Ou seja, apenas 1,9% não estaria sob o jugo do crime. Há
mais de um ano a Rede Fluminense de Pesquisas sobre Violência, Segurança
Pública e Direitos Humanos tem promovido debates com pesquisadores, policiais,
promotores, jornalistas, ativistas e especialistas em dados sobre o controle
territorial de grupos armados.[os ativistas não merecem credibilidade devido a evidente e obrigatória parcialidade, quanto aos especialistas a pouca credibilidade que possuíam até o inicio da pandemia, foi explodida por seus chutes - a notória e sempre presente incompetência, somada ao desejo de agradar ao órgão de imprensa que os entrevistava, resultou nos especialistas em nada.] Os resultados apresentados em uma nota
técnica mostram que a dinâmica da milícia e do tráfico é um
fenômeno em acelerada mutação.
As
milícias podem ser definidas originariamente como “antagonistas do tráfico”.
Mas, uma vez consolidado o mercado de “proteção”, elas se expandem rapidamente
em dois sentidos: a diversificação das atividades econômicas e a infiltração em
instâncias regulatórias. Com o tempo, estabelece-se a mais perversa das
simbioses: por um lado os milicianos passam a cobiçar os negócios do
narcotráfico e, por outro, os traficantes assimilam as estratégias das
milícias. “Há
registro de atuação das milícias em serviços de transporte coletivo, gás,
eletricidade, internet, agiotagem, cestas básicas, grilagem, loteamento de
terrenos, construção e revenda irregular de habitação, assassinatos
contratados, tráfico de drogas e armas, contrabando e roubo de cargas,
receptação de mercadorias e revenda de produtos de diversos tipos e
proveniências”, aponta a nota.
Além
disso, “o vínculo original das milícias com elites política e econômica locais
se desdobra rápida e perigosamente em um outro tipo de conexão, dessa feita com
instâncias do Estado”. Na polícia, “há cada vez mais indícios de indicações
para cargos de comando, nomeação para chefia de batalhões, definição de focos
prioritários de operações policiais e desenhos abrangentes de abordagem”.
Além
das forças policiais, as milícias estão se infiltrando nos Poderes Executivos e
nas Casas Legislativas. Segundo a Polícia Federal, há riscos para o processo
eleitoral em pelo menos 18 Estados, em especial aqueles com altos índices de
violência, serviços públicos precários e corrupção policial.
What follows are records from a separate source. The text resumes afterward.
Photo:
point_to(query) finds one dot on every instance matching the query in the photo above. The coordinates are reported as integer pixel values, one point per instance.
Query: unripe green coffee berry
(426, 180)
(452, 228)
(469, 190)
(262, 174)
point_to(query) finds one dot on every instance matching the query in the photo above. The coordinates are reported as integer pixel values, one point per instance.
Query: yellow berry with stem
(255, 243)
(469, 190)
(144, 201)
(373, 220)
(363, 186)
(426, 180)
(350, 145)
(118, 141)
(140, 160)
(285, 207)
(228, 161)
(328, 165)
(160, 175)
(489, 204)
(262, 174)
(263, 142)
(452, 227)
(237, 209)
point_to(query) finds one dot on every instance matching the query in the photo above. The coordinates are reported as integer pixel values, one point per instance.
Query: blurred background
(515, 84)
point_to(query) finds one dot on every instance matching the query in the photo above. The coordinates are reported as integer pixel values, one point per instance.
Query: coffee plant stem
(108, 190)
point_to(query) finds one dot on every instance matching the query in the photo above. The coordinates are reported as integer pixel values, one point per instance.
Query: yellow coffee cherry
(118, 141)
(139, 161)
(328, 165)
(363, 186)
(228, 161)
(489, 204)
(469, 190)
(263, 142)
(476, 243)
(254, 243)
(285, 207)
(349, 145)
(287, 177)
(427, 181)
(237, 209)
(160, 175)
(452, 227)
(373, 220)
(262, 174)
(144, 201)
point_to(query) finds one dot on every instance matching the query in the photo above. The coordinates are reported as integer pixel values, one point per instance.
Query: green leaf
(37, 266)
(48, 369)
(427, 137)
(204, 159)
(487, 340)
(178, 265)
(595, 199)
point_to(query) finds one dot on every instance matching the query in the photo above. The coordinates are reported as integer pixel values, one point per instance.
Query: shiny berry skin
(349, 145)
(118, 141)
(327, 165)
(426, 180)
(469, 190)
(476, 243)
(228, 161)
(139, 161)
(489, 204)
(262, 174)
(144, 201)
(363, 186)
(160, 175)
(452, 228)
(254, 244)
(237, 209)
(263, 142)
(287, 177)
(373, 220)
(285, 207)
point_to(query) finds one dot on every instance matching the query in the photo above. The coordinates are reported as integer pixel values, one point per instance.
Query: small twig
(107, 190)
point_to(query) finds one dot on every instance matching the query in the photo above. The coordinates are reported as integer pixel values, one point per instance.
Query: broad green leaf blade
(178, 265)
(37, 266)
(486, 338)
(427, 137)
No Rio de Janeiro,
milicianos são recorrentemente condecorados pelo poder público e guardam
relações estreitas com autoridades. Como se sabe, há indícios nesse sentido em
relação ao próprio presidente da República e seus familiares.
Assim,
em contraste com o crime organizado tradicional, as milícias transitam com
muito mais liberdade entre a legalidade e a ilegalidade – entre o submundo, a
sociedade civil e o poder público –, diversificando e expandindo seus negócios
com muito mais rapidez. A
venalidade das milícias ultrapassou a dimensão da segurança pública e ameaça
perverter o tecido civil e o próprio Estado. A rapidez e a diversidade
características da sua expansão exigem uma resposta igualmente rápida e
diversificada. Além de uma atualização da legislação, é preciso extrapolar os
meios convencionais de combate ao crime e investir em grupos especializados,
novas táticas de inteligência e pesquisas. O “Estado paralelo” já é uma
realidade em vastas porções do Rio de Janeiro e cada vez mais no Brasil. Sem
uma repressão ampla, coordenada e implacável, há o risco de uma nova fase: a subversão
do Estado de Direito em “Estado do Crime”.